Wednesday, August 10, 2011

Prioer 13A Finding Abunance


The news these past few weeks may have filled you with anxiety about our nation’s financial situation, or made you wonder at the acrimony and fighting across political parties while our national programs for the poor and sick are teetering on the edge.  It seems that since the economic crash that our nation as well as the individuals in it have been struggling to get back on its feet. We delight in hearing that the Chrysler plant production has outpaced the last three years and we look for stronger indicators that the US economy is bouncing back.
Elsewhere in the world, especially in poor countries of Africa, there is famine and hunger, the natural disaster of Japan, bombings in Oslo, unrest in Sudan.  The world does not seem to be living the life of abundance of the crowds seeing Jesus.
Jesus meets the crowds in a deserted place where night is beginning to fall, without any meal available.  The disciples want to send the crowds away, but Jesus instead tells them to feed the crowd.  Jesus blesses the few bits of bread and fish the disciples can find, and a miracle of abundance occurs, with more than enough food left over.
Why, you may ask, isn’t our world like this, with enough left over to fund all our programs, meet our debts, feed the hungry of the world?
Maybe we don’t know where to look for this miracle occurring right in our midst.
For instance, in Capron a woman living on the financial edge has been bringing food for a Monday lunch at the Lutheran church for many years. She bakes wonderful pies, cakes and breads, and brings abundance from her garden every week.  Two weeks ago, this woman fell and sustained a serious head injury and has been hospitalized ever since.  When the Lutheran pastor went to visit her last week, the woman did not recognize her because of her brain damage.  Monday lunch has not occurred at the church since the woman’s injury, and people have suddenly realized what her presence has meant for the abundance shared every Monday.
You might think this woman is a faithful member of the Lutheran church, but no, just the opposite. She does not like and never attends church.  She nevertheless lives the life of Christian hospitality, sharing her skills at baking, sharing her garden with others in her community because it is her particular calling.
This miracle of abundance may seem small in the face of the trillions of dollars of US debt, the millions dying of hunger in Africa, and the thousands of homeless in Japan or Joplin MO.  Jesus fed only 5000 men and perhaps another 8000 or more women and children in the deserted place, but his compassion not to send them away made a difference in their lives that day.  The woman of Capron has touched hundreds of lives every Monday for years. 
The arithmetic of compassion adds up.  When anyone receives compassion from another, the love adds up—it is spread in goodwill, in thanksgiving, in abundance that then overflows to others in a geometric progression. Think of a pebble dropped into water, how it ripples to reach the shores—this is the power of sharing abundance.
How did the miracle of the loaves and fishes happen, what made the five loaves and two fishes turn into enough to feed the crowd with twelve baskets of bread left over? We could surmise something as mundane as people in the crowd each sharing whatever they had with them and the total was overwhelming.  However you want to think of this miracle, we do know that Jesus blessed the food before the people ate, and his blessing made all the difference.

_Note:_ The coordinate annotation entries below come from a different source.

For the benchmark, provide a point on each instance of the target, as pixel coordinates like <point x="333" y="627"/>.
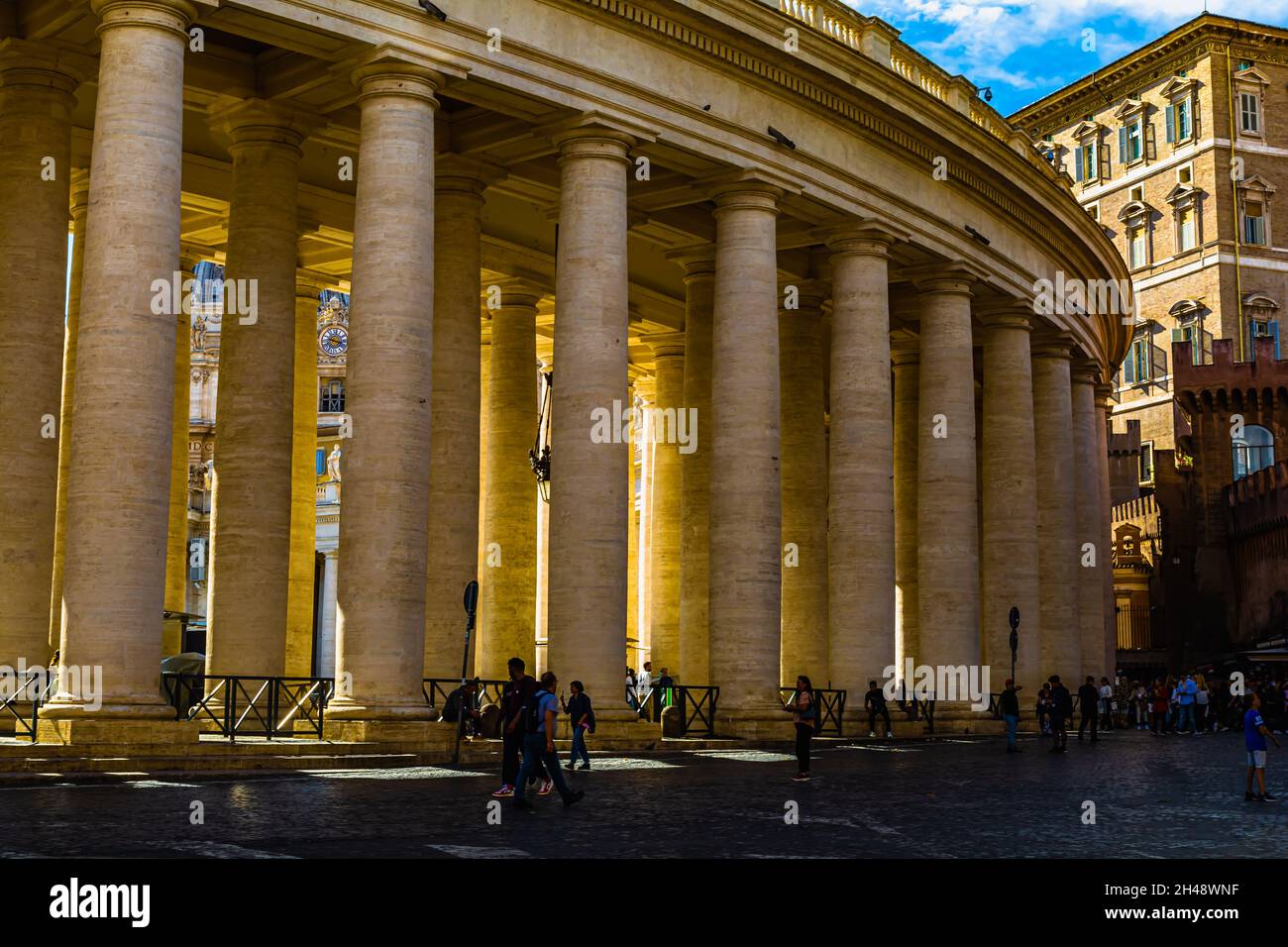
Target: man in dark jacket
<point x="1061" y="709"/>
<point x="518" y="694"/>
<point x="1089" y="698"/>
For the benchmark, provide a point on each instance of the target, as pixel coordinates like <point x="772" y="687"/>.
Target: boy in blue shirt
<point x="539" y="744"/>
<point x="1254" y="733"/>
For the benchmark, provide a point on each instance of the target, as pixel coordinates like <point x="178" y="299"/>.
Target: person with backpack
<point x="541" y="719"/>
<point x="583" y="719"/>
<point x="807" y="722"/>
<point x="518" y="693"/>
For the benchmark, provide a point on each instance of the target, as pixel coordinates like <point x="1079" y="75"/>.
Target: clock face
<point x="334" y="341"/>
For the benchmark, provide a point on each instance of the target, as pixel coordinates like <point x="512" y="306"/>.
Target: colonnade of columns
<point x="823" y="531"/>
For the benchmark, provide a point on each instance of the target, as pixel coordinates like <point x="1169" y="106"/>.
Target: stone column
<point x="80" y="210"/>
<point x="510" y="497"/>
<point x="746" y="505"/>
<point x="947" y="517"/>
<point x="384" y="528"/>
<point x="670" y="425"/>
<point x="1057" y="547"/>
<point x="454" y="468"/>
<point x="35" y="175"/>
<point x="1094" y="557"/>
<point x="250" y="523"/>
<point x="804" y="544"/>
<point x="1104" y="405"/>
<point x="1009" y="554"/>
<point x="588" y="539"/>
<point x="696" y="468"/>
<point x="861" y="476"/>
<point x="906" y="361"/>
<point x="304" y="504"/>
<point x="117" y="491"/>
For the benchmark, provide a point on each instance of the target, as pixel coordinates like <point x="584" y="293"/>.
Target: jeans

I believe that whenever Jesus blesses our work, it becomes powerful. The blessing of God assures of us God’s never-failing love and therefore of the abundance that love brings with it:  Abundance of care for each other and our neighbor, abundance of sharing what we have, however meager, giving of ourselves for others and not counting the cost.  God’s blessing makes the small seem big, the little person stand tall, those without courage do brave acts, and small acts of compassion into sweeping changes. 
God’s blessing turned a single woman in Capron into a wonder worker there.  We don’t know how what each of does each day in small acts of care and compassion impacts those around us, but we are assured that if God is in our acts and our speech, then that compassion will flower all around with more compassion.
May God bless our parish and its acts of love and compassion,  that the small ways we share our abundance may ripple into our community and beyond. That others will see and want to do as we do. That those lives we touch will be filled with the abundance of the love of God and spill throughout their own lives.  May we see the miracle of abundance in each of our lives.